Even with such a woefully low voter turnout, an election year allows us the luxury of fully immersing ourselves in the machinations of the best damn system in the whole world. Even with passions running high and civility at all-time lows, the spectacle of the slumbering beast of representative democracy shaking off the cobwebs is worth the price of admission. The lively debates inspired by utterly incompatible worldviews vying for Alpha Wolf status combines the essence of several peculiarly American institutions; rock'n' roll and professional wrestling. Yes folks, we have been privy to the bread and circuses of the 1990s--all-out, full contact, no-holds barred ideological combat on the main stage, and preening, posturing, family-values bloated oddities lining the midway. Certainly the best example of this jolly freak show atmosphere comes on election night, when the campaign soldiers of all parties come together to celebrate or commiserate, circled incessantly by the nattering nabobs and carrion buzzards of mass media.
It is this merry crucible in which all the knock-down drag-outs of the next few years are forged.
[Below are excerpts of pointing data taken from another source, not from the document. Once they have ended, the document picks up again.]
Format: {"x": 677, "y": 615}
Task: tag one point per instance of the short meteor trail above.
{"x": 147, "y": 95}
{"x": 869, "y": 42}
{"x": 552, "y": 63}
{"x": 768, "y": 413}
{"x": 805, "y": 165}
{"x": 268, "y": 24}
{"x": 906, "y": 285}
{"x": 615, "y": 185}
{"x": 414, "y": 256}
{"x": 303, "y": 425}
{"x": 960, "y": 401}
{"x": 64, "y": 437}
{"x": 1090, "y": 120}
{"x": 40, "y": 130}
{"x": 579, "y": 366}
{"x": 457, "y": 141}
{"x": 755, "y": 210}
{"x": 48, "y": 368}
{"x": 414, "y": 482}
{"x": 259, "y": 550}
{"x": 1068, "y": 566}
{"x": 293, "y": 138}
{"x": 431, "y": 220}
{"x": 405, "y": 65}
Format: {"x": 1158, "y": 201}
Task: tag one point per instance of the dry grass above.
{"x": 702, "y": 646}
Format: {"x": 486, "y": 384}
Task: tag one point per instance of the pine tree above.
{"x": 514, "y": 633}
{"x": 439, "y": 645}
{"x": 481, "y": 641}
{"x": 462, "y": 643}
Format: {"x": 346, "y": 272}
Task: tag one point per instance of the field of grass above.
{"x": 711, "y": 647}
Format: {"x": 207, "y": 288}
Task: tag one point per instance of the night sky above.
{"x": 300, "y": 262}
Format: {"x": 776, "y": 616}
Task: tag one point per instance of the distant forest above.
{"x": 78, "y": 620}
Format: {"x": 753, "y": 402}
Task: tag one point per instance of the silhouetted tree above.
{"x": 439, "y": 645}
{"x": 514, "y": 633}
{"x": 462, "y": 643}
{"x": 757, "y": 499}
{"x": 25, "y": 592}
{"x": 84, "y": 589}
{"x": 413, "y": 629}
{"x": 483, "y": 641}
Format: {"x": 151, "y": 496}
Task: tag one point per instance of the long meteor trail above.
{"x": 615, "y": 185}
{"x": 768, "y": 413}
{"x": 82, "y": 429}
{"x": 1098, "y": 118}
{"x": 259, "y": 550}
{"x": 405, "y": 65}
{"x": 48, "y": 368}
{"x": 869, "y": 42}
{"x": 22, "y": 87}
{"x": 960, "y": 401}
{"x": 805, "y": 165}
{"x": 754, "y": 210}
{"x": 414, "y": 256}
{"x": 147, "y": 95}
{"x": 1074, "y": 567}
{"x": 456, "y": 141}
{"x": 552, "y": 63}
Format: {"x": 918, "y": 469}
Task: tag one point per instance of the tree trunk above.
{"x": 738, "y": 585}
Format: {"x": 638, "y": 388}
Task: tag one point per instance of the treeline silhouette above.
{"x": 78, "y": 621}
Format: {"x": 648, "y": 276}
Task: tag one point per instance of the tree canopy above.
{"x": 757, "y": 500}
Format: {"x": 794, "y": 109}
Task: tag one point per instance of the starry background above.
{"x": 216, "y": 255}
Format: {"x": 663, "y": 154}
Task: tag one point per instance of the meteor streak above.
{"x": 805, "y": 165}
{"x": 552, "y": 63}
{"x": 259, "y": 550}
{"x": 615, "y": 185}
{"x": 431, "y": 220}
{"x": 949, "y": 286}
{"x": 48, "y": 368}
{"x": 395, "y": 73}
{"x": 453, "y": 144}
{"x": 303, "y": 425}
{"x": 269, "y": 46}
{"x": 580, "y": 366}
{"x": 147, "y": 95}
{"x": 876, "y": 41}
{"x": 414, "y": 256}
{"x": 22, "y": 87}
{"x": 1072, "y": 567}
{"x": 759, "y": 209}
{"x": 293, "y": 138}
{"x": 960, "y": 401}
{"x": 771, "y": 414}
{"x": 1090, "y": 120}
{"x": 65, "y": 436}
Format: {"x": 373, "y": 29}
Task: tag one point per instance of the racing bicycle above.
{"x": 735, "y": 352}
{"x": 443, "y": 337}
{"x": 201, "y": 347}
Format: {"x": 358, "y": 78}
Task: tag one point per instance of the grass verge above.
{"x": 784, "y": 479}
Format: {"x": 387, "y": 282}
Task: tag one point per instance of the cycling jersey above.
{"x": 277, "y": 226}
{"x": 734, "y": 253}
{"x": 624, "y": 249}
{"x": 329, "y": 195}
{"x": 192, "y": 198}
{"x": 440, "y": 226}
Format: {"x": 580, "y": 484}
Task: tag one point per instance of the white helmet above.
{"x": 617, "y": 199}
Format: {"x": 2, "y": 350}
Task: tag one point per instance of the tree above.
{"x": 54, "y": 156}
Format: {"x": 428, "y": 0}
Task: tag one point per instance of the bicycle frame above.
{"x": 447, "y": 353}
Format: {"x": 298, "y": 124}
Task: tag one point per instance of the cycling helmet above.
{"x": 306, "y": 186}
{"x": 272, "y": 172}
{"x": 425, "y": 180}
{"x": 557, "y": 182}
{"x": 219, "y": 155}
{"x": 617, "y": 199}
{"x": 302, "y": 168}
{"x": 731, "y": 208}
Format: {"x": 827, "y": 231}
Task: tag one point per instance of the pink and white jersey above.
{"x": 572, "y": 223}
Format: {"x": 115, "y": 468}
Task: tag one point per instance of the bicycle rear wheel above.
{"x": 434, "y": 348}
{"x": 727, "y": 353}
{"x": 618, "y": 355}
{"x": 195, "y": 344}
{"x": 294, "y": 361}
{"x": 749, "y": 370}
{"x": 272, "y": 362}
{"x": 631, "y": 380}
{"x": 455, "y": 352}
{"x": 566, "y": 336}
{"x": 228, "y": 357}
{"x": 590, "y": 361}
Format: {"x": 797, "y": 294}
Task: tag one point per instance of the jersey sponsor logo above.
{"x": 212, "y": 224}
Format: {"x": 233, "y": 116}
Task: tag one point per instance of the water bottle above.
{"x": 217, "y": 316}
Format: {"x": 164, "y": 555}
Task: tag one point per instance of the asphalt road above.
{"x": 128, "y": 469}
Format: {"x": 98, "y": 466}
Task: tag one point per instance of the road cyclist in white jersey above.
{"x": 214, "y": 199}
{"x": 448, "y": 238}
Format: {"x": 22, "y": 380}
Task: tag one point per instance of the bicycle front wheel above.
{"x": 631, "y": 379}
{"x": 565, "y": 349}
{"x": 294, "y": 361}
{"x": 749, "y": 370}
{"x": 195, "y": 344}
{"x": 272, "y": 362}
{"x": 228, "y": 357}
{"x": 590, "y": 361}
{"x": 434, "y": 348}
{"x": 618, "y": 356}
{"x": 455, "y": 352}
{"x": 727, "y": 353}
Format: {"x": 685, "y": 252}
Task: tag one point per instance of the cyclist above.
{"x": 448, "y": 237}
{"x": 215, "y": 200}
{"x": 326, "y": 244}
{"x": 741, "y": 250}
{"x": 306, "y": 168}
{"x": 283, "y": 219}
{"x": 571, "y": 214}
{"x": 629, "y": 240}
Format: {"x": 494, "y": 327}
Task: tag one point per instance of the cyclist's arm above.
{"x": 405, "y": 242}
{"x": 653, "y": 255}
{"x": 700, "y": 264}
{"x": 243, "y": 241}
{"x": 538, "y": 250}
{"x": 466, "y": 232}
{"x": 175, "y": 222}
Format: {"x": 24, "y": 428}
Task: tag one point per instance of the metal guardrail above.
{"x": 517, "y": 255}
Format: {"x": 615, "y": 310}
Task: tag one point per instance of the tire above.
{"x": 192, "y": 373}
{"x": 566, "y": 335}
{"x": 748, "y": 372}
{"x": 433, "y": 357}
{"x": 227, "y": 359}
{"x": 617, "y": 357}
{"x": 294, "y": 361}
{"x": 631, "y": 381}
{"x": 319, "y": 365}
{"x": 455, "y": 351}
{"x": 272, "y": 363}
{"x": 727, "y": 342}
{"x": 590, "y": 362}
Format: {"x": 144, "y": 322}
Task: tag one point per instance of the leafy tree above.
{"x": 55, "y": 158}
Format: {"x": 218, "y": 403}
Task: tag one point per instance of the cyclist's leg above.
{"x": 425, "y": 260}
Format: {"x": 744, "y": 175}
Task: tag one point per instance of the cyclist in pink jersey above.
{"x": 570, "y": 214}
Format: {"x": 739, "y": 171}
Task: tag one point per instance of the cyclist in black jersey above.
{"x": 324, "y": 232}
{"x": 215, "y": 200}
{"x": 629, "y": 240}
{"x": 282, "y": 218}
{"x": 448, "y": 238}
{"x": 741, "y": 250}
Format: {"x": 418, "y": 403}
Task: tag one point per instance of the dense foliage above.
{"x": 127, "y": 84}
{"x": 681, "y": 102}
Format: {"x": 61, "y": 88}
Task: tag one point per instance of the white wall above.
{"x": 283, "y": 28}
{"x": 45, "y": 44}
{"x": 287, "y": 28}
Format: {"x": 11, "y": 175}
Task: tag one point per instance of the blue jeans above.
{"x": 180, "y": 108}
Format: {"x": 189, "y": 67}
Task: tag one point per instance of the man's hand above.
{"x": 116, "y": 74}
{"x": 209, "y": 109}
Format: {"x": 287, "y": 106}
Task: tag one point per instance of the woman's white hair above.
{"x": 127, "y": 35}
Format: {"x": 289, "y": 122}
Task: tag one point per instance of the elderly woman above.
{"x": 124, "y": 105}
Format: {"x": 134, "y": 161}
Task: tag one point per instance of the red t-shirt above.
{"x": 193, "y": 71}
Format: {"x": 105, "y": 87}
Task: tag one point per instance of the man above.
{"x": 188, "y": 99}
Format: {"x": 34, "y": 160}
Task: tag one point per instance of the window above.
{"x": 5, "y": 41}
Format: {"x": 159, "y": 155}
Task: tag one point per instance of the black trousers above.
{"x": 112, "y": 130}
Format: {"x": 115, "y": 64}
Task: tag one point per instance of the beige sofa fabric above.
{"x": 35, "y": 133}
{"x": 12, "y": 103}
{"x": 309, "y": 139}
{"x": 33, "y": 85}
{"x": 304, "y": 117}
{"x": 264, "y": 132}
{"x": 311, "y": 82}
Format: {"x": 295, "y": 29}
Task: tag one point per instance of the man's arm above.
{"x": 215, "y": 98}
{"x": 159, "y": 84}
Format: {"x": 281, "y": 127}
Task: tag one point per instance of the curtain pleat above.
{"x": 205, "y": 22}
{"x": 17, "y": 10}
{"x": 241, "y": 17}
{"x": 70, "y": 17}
It is a time for excess of both word and deed, yet it brings us all together like a big, dysfunctional family, just in time for a pre-Thanksgiving brawl. It puts us back in touch with each other, even if the proximity does nothing but set our opinions like epoxy. You want diversity? Go haunt the animal suites on election night and you will see the gag-inducing, heartwarming sight of Republican drinking with Democrat, Greenies chatting up Independence Party members and unaffiliated hangers-on annoying the rampaging hordes of journalists. The lure of politics is compounded by the age-old draw of free beer and cheap hors'd'oeuvres
Under the big top of American politics anything is possible. Bob Dole, The Human Cannonball, proved without a doubt that it is better to burn out than to fade away. Al Vezey cribbed his confrontational and arrogant personal style directly from Don Young's playbook, and both badgers strolled easily back to their dens. Theresa Obermeyer provided a populist jolt to her campaign by proving once and for all that any lunatic can follow the shining grail of public office to the twin cities of ridicule and obscurity. John Davies and Tom Brice came out ahead in their respective races, handily defeating Bonnie Williams and Bob "The Education Guy" Boko. Such suspenseful moments have not been experienced in the Interior since Fred Schikora ran a corporate big money campaign against Niilo Koponen back in 1988, before the redistricting threw a dollop of partisan chaos into the mix.
This was an election year of stories, not issues--and the stories were real doozies. Everybody jumped on the juvenile crime bandwagon, with Don Young proposing a reinstatement of the draft. Whatever happened to less government? Oh yeah, that's less government for business, but more in our private lives. Regressive legislation? Not our delegates! Psycho-environmentalist Priscilla Feral won big with the passage of the poorly worded and invasive proposition three. Lighten up lady, they're just big dogs anyway. "Dances With Wolves" done messed your mind up, dollface! I don't see your shocktroops picketing animal control shelters. You do know they aren't really PUT TO SLEEP, right? Denis Leary says; "Meat is murder, and right now murder tastes pretty good!" What you have is nothing that a few pounds of pink prime rib can't cure.
In conclusion, the American political process, with all its kinks and quirks, creates an environment in which individuality can still thrive within a framework of compromise. The more we diverge the more we come together in the soupy sludge of the Melting Pot, and every election serves us a brimming, savory ladle of the same. So, until next election always remember; if you didn't vote, you CAN bitch, but it won't mean shit!